There are three points worth talking about in Jack Kelly's column today. Today's column is a rejection of the concept of nation building, with the usual complaints about Obama and his policies along the way.
The first point to mention is that while Kelly does not say it explicitly, he implies that Afghan soldiers are attacking US and/or NATO soldiers because they hate Obama. Kelly says ""Green on blue" attacks were virtually unheard of before October 2009. During the entire war in Iraq, there were only three such incidents." "Virtually" strikes me as possibly a weasel word, and Iraq had a whole insurgency against US soldiers.
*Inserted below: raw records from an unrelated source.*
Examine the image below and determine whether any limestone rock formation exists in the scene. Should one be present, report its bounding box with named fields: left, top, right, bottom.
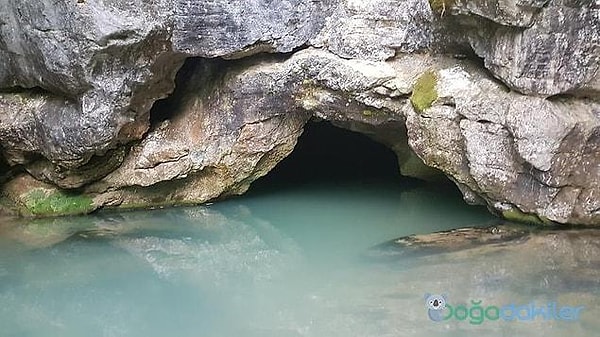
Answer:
left=0, top=0, right=600, bottom=225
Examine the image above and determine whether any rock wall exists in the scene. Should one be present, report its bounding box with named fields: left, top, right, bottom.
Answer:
left=0, top=0, right=600, bottom=225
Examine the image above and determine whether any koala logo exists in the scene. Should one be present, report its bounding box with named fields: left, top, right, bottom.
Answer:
left=425, top=294, right=446, bottom=322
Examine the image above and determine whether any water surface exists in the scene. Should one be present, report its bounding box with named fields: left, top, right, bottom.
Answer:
left=0, top=182, right=600, bottom=337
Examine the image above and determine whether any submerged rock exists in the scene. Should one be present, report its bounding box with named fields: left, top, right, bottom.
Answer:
left=364, top=224, right=600, bottom=292
left=0, top=0, right=600, bottom=225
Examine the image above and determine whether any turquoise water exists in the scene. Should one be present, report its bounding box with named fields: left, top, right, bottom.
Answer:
left=0, top=183, right=599, bottom=337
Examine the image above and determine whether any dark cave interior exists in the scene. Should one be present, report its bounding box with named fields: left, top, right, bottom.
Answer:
left=252, top=121, right=416, bottom=190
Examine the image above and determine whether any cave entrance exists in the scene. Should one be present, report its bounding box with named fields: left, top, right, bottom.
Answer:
left=250, top=121, right=416, bottom=193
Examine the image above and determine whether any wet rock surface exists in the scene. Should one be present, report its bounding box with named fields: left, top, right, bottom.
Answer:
left=0, top=0, right=600, bottom=225
left=364, top=223, right=600, bottom=296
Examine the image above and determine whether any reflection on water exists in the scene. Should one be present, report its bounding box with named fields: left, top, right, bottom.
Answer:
left=0, top=184, right=600, bottom=337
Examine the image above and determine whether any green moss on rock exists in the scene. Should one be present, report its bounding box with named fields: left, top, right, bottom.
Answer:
left=410, top=70, right=438, bottom=113
left=23, top=188, right=94, bottom=216
left=429, top=0, right=456, bottom=13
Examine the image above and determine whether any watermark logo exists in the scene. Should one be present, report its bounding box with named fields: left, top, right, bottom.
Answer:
left=425, top=294, right=585, bottom=325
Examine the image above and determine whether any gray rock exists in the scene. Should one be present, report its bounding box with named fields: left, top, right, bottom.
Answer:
left=0, top=0, right=183, bottom=173
left=311, top=0, right=433, bottom=60
left=0, top=0, right=600, bottom=225
left=469, top=0, right=600, bottom=97
left=173, top=0, right=337, bottom=58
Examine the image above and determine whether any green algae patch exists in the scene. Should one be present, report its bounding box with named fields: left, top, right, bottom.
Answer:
left=410, top=70, right=438, bottom=113
left=23, top=188, right=95, bottom=216
left=429, top=0, right=456, bottom=13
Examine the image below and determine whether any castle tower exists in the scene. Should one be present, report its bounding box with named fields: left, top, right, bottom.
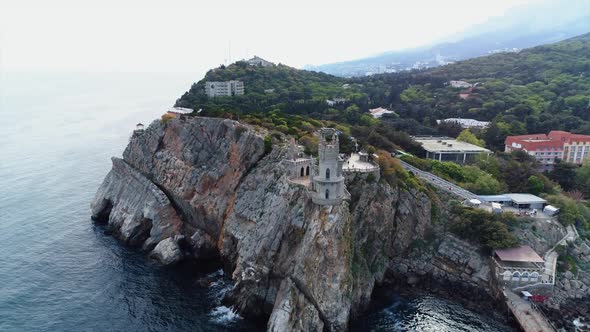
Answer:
left=312, top=128, right=344, bottom=205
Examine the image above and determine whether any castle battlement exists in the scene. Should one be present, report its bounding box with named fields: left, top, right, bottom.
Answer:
left=312, top=128, right=345, bottom=205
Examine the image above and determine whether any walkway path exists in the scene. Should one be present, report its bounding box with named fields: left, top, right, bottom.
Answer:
left=398, top=159, right=478, bottom=199
left=543, top=225, right=578, bottom=284
left=505, top=290, right=556, bottom=332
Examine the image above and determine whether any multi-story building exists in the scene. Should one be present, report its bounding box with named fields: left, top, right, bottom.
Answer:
left=413, top=136, right=492, bottom=164
left=563, top=135, right=590, bottom=164
left=504, top=130, right=590, bottom=170
left=246, top=55, right=275, bottom=67
left=205, top=81, right=244, bottom=98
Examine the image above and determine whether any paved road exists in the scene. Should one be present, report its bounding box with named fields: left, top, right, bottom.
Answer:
left=398, top=159, right=478, bottom=199
left=505, top=291, right=555, bottom=332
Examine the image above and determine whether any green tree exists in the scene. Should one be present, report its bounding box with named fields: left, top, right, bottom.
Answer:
left=527, top=175, right=545, bottom=195
left=549, top=160, right=578, bottom=191
left=576, top=161, right=590, bottom=198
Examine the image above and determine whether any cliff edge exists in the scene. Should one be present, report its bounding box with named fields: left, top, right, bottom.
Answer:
left=91, top=117, right=487, bottom=331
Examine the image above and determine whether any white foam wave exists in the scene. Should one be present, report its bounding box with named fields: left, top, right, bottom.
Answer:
left=209, top=306, right=242, bottom=325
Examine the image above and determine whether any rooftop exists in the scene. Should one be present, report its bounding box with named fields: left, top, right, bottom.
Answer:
left=504, top=194, right=547, bottom=204
left=494, top=245, right=544, bottom=263
left=436, top=118, right=490, bottom=128
left=504, top=130, right=590, bottom=150
left=414, top=136, right=491, bottom=153
left=342, top=152, right=379, bottom=172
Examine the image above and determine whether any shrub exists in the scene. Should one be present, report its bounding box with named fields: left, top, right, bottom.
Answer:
left=450, top=205, right=518, bottom=251
left=264, top=135, right=272, bottom=154
left=160, top=113, right=176, bottom=123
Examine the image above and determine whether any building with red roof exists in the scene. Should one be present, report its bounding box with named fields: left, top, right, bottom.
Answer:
left=493, top=245, right=545, bottom=287
left=504, top=130, right=590, bottom=170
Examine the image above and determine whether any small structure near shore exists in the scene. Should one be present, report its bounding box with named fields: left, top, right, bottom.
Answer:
left=284, top=139, right=314, bottom=187
left=342, top=151, right=380, bottom=180
left=133, top=122, right=145, bottom=136
left=492, top=245, right=545, bottom=288
left=312, top=128, right=345, bottom=205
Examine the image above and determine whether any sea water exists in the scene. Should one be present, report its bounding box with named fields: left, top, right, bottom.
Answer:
left=0, top=73, right=512, bottom=331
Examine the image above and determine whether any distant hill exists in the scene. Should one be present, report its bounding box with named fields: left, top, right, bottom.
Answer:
left=176, top=61, right=350, bottom=111
left=176, top=34, right=590, bottom=154
left=307, top=0, right=590, bottom=77
left=351, top=34, right=590, bottom=148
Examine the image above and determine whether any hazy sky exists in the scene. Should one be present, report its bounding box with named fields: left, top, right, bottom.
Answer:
left=0, top=0, right=536, bottom=72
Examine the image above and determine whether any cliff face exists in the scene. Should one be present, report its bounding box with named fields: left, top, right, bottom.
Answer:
left=92, top=118, right=448, bottom=331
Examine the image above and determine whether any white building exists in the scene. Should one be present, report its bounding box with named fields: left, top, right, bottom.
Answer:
left=312, top=128, right=345, bottom=205
left=493, top=245, right=551, bottom=288
left=413, top=136, right=492, bottom=164
left=369, top=107, right=395, bottom=119
left=436, top=118, right=490, bottom=129
left=326, top=98, right=348, bottom=106
left=284, top=139, right=314, bottom=186
left=449, top=81, right=473, bottom=89
left=246, top=55, right=275, bottom=67
left=205, top=81, right=244, bottom=98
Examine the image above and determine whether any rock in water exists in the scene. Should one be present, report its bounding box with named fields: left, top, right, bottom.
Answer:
left=150, top=237, right=182, bottom=265
left=92, top=117, right=444, bottom=331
What's interesting is that one could make a case that Obama's reliance on drone attacks might be affecting the views of Afghan soldiers. Attacks using drones on civilians to get to (suspected) terrorists in Afghanistan, Pakistan, Yemen and probably others gets back to people across the Middle East. But Jack Kelly doesn't mention drones. Could it be that the Tea Party (and thus Jack Kelly) approves of the use drones, even if civilians get killed?
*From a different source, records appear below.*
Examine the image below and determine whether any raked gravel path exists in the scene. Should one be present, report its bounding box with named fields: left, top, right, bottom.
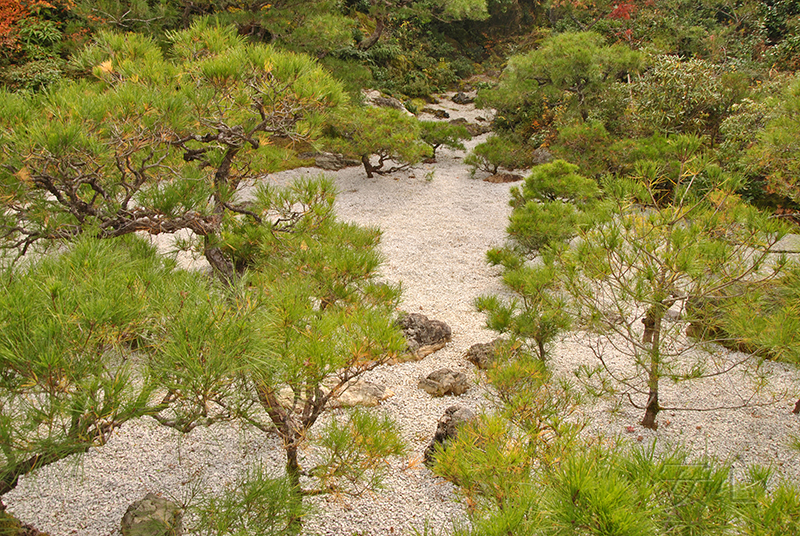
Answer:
left=3, top=94, right=800, bottom=536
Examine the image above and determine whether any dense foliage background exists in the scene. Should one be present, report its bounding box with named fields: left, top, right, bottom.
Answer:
left=0, top=0, right=800, bottom=534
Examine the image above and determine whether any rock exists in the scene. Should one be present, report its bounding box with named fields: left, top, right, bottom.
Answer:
left=397, top=313, right=452, bottom=359
left=464, top=123, right=492, bottom=137
left=450, top=91, right=475, bottom=104
left=314, top=153, right=361, bottom=171
left=333, top=381, right=394, bottom=407
left=483, top=173, right=523, bottom=183
left=422, top=106, right=450, bottom=119
left=363, top=89, right=414, bottom=116
left=425, top=406, right=476, bottom=466
left=121, top=493, right=183, bottom=536
left=418, top=368, right=469, bottom=396
left=464, top=337, right=519, bottom=370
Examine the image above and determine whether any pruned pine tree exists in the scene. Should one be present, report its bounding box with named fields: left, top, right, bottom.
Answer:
left=0, top=237, right=198, bottom=496
left=559, top=136, right=786, bottom=428
left=326, top=107, right=432, bottom=178
left=145, top=179, right=405, bottom=529
left=475, top=160, right=600, bottom=360
left=0, top=179, right=405, bottom=534
left=0, top=19, right=344, bottom=279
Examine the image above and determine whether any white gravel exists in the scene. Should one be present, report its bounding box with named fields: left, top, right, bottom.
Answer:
left=3, top=96, right=800, bottom=536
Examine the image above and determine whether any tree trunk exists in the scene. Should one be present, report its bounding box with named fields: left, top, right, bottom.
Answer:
left=361, top=156, right=375, bottom=179
left=641, top=306, right=664, bottom=430
left=358, top=17, right=384, bottom=50
left=641, top=388, right=661, bottom=430
left=284, top=439, right=303, bottom=534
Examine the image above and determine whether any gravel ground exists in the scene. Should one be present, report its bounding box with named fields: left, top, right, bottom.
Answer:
left=3, top=94, right=800, bottom=536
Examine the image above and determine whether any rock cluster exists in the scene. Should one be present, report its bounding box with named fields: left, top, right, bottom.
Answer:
left=121, top=493, right=183, bottom=536
left=397, top=313, right=452, bottom=359
left=418, top=368, right=469, bottom=396
left=425, top=406, right=477, bottom=466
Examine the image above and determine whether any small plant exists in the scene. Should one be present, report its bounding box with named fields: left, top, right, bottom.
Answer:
left=464, top=135, right=532, bottom=176
left=420, top=121, right=472, bottom=160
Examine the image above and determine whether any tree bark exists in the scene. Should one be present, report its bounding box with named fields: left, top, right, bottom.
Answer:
left=641, top=306, right=664, bottom=430
left=358, top=17, right=385, bottom=50
left=361, top=156, right=375, bottom=179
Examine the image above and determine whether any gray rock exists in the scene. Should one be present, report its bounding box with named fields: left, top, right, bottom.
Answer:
left=397, top=313, right=452, bottom=359
left=418, top=368, right=469, bottom=396
left=464, top=337, right=519, bottom=370
left=121, top=493, right=183, bottom=536
left=450, top=91, right=475, bottom=104
left=425, top=406, right=476, bottom=466
left=334, top=381, right=394, bottom=407
left=422, top=106, right=450, bottom=119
The second point I think worth talking about is Kelly's general indictment of nation building. The obvious question is, if you bomb the heck out of a country when you invade them and you want them to be a democracy when you are done, what's the alternative? Kelly calls it expensive. But isn't it more expensive to fail in nation building.
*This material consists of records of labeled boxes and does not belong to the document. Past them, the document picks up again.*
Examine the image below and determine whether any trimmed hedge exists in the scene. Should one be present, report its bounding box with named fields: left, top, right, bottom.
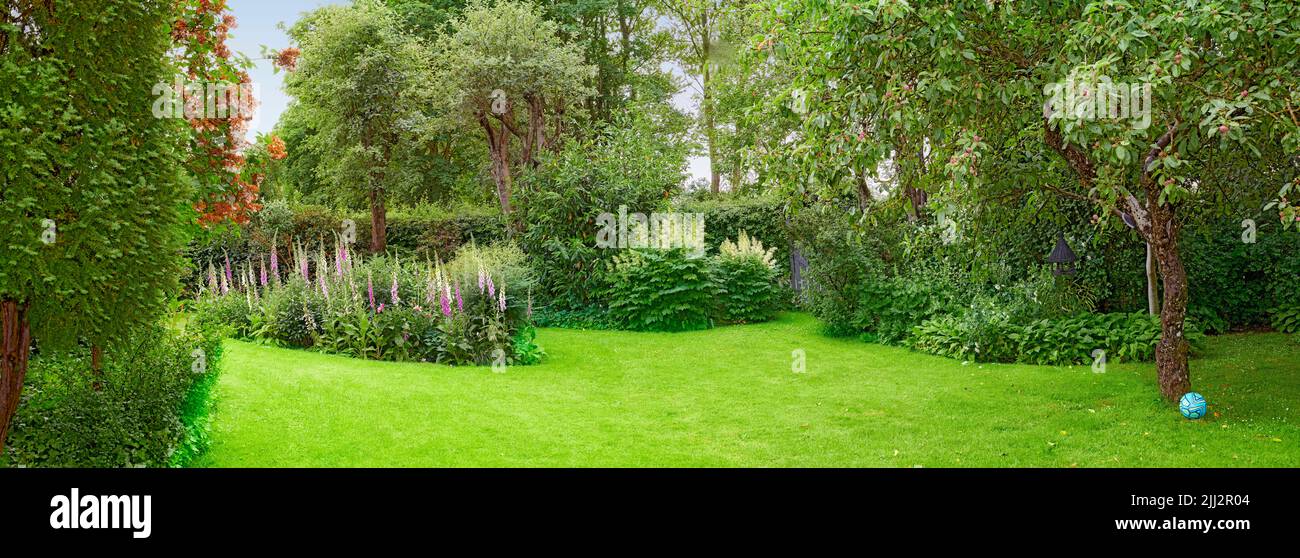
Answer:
left=0, top=319, right=222, bottom=468
left=673, top=195, right=790, bottom=277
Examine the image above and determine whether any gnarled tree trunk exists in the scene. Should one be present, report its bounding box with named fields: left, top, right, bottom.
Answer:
left=1144, top=167, right=1192, bottom=401
left=371, top=189, right=389, bottom=254
left=478, top=114, right=512, bottom=219
left=1044, top=121, right=1192, bottom=401
left=0, top=299, right=31, bottom=454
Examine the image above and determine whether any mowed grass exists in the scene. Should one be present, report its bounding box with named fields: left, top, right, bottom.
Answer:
left=192, top=313, right=1300, bottom=467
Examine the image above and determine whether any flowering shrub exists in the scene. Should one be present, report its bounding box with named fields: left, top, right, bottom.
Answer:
left=711, top=230, right=779, bottom=323
left=198, top=243, right=542, bottom=365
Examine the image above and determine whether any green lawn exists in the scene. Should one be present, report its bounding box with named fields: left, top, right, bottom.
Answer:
left=195, top=315, right=1300, bottom=467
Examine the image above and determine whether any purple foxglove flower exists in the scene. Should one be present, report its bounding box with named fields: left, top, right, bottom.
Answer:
left=365, top=276, right=374, bottom=310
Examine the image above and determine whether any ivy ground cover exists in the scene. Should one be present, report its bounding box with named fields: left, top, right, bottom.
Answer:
left=200, top=313, right=1300, bottom=467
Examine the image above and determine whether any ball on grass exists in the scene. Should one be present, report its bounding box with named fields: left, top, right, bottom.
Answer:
left=1178, top=392, right=1205, bottom=420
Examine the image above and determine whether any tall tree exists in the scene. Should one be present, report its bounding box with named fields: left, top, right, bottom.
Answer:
left=285, top=0, right=432, bottom=252
left=0, top=0, right=195, bottom=450
left=759, top=0, right=1300, bottom=399
left=437, top=0, right=595, bottom=215
left=659, top=0, right=741, bottom=194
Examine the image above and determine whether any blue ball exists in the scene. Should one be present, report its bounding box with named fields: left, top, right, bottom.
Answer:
left=1178, top=392, right=1205, bottom=420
By the way, it should be pointed out that the Marshall Plan and the reconstruction of Japan was nation building. I think if you say that nation building in Europe and Japan was a failure, you better have a pretty strong, unshakeable argument. Still, I would not surprised if Tea Party mouthpiece Jack Kelly made that suggestion.
The third point I want to look at is Kelly's final point that Ronald Reagan had aided the mujahideen "freedom fighters" without engaging in nation building in Afghanistan. To suggest a comparison to our current situation is ludicrous and basically insulting. It was the Soviets who were the invaders in the 1980's, and until they left, the US could not engage in nation building in Afghanistan. And by the way, who was more responsible for aid to the mujahideen, Ronald Reagan or Congress who controls the purse strings? This is the question raised by "Charlie Wilson's War". Interestingly, the movie also suggests Wilson wanted to engage in nation building in Afghanistan after the Soviets withdrew. But although Wilson had secured perhaps 500 million for the Afghan resistance plus 500 million more from the Saudi's, according to the movie he couldn't get a few millions or even hundreds of thousands for roads, schools and hospitals later.
The final thing to say is that whether you blame Ronald Reagan or Charlie Wilson for our not helping the Afghans out after the Soviets left, there is a direct link from the victorious mujahideen to the Taliban, and from the Taliban/mujahideen to al Qada and 9/11. How expensive is nation building?